KPK Berdalih Prosedural

Pihak KPK sendiri menyatakan bahwa pengalihan status penahanan dilakukan sesuai prosedur hukum yang berlaku dan atas dasar permohonan dari pihak keluarga. KPK menegaskan bahwa status tahanan rumah tidak menghapus proses hukum yang berjalan, serta tetap berada dalam pengawasan penyidik.

Meski demikian, penjelasan tersebut belum sepenuhnya meredam kritik. Banyak pihak menilai bahwa aspek prosedural semata tidak cukup untuk menjawab tuntutan transparansi dan akuntabilitas publik dalam kasus besar.

Kasus ini menjadi ujian serius bagi kredibilitas KPK sebagai garda terdepan dalam pemberantasan korupsi di Indonesia. Di tengah ekspektasi publik yang tinggi, setiap kebijakan yang diambil lembaga tersebut dituntut tidak hanya sah secara hukum, tetapi juga memenuhi rasa keadilan masyarakat.
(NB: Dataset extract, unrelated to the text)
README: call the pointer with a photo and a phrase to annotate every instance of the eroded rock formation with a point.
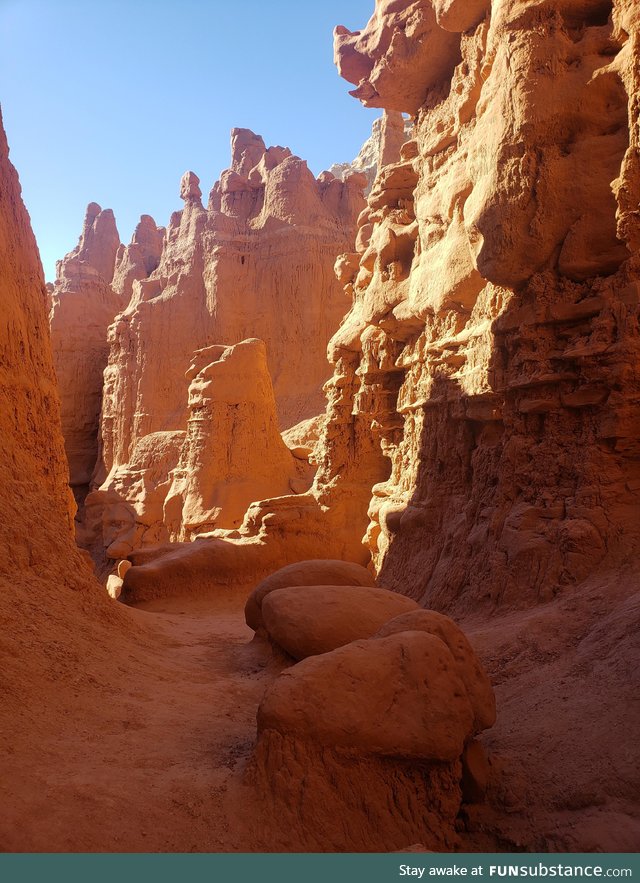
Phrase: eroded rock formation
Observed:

Jika polemik semacam ini terus berulang tanpa penjelasan yang komprehensif dan transparan, bukan tidak mungkin kepercayaan publik terhadap KPK akan semakin tergerus.

Publik menilai, penanganan perkara korupsi besar tidak hanya membutuhkan kepastian hukum, tetapi juga ketegasan dan konsistensi yang mampu menjaga marwah penegakan hukum di mata publik. Tanpa itu, pemberantasan korupsi berisiko kehilangan legitimasi sosialnya.